Query-farm/vgi-xgboost

Repository files navigation

Vector Gateway Interface        XGBoost

vgi-xgboost

CI

A VGI worker that brings XGBoost into DuckDB/SQL: train gradient-boosted models, persist them in a registry, predict over SQL tables, and interpret them (feature importance + SHAP contributions) — all as SQL functions.

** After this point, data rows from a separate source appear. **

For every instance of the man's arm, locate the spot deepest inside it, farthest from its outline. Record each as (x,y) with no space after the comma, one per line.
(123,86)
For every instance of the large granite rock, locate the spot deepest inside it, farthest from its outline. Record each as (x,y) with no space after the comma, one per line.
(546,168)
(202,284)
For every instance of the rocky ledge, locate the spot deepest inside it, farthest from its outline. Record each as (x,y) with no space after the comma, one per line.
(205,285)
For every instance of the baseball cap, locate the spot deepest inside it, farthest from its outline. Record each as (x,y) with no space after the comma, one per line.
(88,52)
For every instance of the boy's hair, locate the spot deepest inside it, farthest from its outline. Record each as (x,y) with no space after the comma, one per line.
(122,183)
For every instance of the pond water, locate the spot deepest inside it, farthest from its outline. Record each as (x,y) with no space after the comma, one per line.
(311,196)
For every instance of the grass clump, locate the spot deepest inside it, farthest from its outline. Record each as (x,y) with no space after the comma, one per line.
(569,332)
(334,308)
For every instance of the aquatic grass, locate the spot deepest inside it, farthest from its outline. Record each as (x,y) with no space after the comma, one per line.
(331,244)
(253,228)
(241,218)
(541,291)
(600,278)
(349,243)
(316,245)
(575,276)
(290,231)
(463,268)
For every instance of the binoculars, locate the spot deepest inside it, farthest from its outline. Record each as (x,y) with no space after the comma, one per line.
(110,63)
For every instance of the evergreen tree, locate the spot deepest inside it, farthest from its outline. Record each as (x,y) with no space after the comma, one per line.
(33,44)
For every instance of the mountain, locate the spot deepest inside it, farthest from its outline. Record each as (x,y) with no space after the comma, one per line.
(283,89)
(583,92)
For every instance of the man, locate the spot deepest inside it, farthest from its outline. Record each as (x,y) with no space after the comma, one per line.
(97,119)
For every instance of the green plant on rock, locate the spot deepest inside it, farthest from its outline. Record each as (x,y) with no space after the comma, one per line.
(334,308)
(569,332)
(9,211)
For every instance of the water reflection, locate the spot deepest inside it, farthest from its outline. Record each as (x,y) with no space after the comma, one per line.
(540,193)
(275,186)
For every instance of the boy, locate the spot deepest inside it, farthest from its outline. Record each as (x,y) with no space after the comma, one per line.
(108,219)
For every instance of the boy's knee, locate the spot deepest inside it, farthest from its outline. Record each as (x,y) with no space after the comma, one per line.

INSTALL vgi FROM community; LOAD vgi;
ATTACH 'xgboost' (TYPE vgi, LOCATION 'uv run xgboost_worker.py');

-- train + persist a model (every non-id/target column becomes a feature)
SELECT * FROM xgboost.fit(
  (SELECT * EXCLUDE (target_name) FROM xgboost.iris()),
  model_name := 'iris_clf', estimator := 'xgb_classifier', target := 'target', id := 'sample_id');

-- predict later (input needs the same feature columns; selected by name)
SELECT * FROM xgboost.predict((SELECT * FROM new_flowers), model_name := 'iris_clf', id := 'id');

How it maps XGBoost onto SQL

XGBoost is built around stateful fit / predict estimators; SQL is set-oriented. Each piece is mapped to the VGI primitive that fits its data flow:

Area SQL surface VGI primitive
Datasets SELECT * FROM xgboost.iris() table function (source)
Fit xgboost.fit((SELECT ...), model_name := 'm', ...) table-buffering → registry + BLOB
Typed fit xgboost.fit_xgb_classifier((SELECT ...), n_estimators := 300, ...) table-buffering → registry + BLOB
Predict xgboost.predict((SELECT ...), model_name := 'm') streaming table-in-out
Cross-val xgboost.cross_val_predict / cross_val_score((SELECT ...), ...) table-buffering (no persistence)
Tuning xgboost.grid_search / randomized_search((SELECT ...), estimator := union_value(...)) table-buffering (CV leaderboard)
Importance xgboost.feature_importance('m') / permutation_importance(...) table function / buffering
Explain (SHAP) xgboost.explain((SELECT ...), model_name := 'm') streaming table-in-out
Inspect xgboost.partial_dependence((SELECT ...), model_name := 'm', feature := 'x') table-buffering

Conventions for the fit / predict / explain functions:

  • The input relation is the feature matrix X, passed as a (SELECT ...) subquery. Named arguments use DuckDB's name := value (or =>) syntax.
  • id names a passthrough column: it is excluded from the features and copied unchanged onto each output row, so you can join results back to the source. It is optional.
  • target (required for fit / cross_val_predict) names the label column, also excluded from features. Classification targets may be any label dtype (string, int, …): they are label-encoded to integer codes for XGBoost, the original ordered labels are stored in the model, and predict decodes back to them (so a string target predicts string labels, and with_proba yields proba_<label> columns).
  • Every remaining column is a feature. Numeric columns are used directly; string columns become native categorical features (no one-hot needed — this is XGBoost's edge), and NULLs flow through as missing values. Only genuinely unsupported types (e.g. blobs, structs) raise a clear error.
  • Hyperparameters can be passed as a JSON string: params := '{"n_estimators": 300, "max_depth": 6}', or — better — as native typed arguments via the fit_<estimator> functions (see below). Unknown hyperparameters are rejected with the list of valid ones.
  • fit/predict align features by name, not position: predict selects the model's fitted feature columns by name (input order is irrelevant, extra columns are ignored) and errors if a required feature column is missing. Unseen categories at predict time are treated as missing rather than raising.
  • fit always returns the model as a model BLOB (estimator + metadata, serialized with XGBoost's native format). It also persists to the registry only if model_name is given (so model_name is optional). predict, explain, feature_importance, permutation_importance, and partial_dependence take either model_name := or model := (a BLOB).

Function catalog

Datasets (xgboost.<name>())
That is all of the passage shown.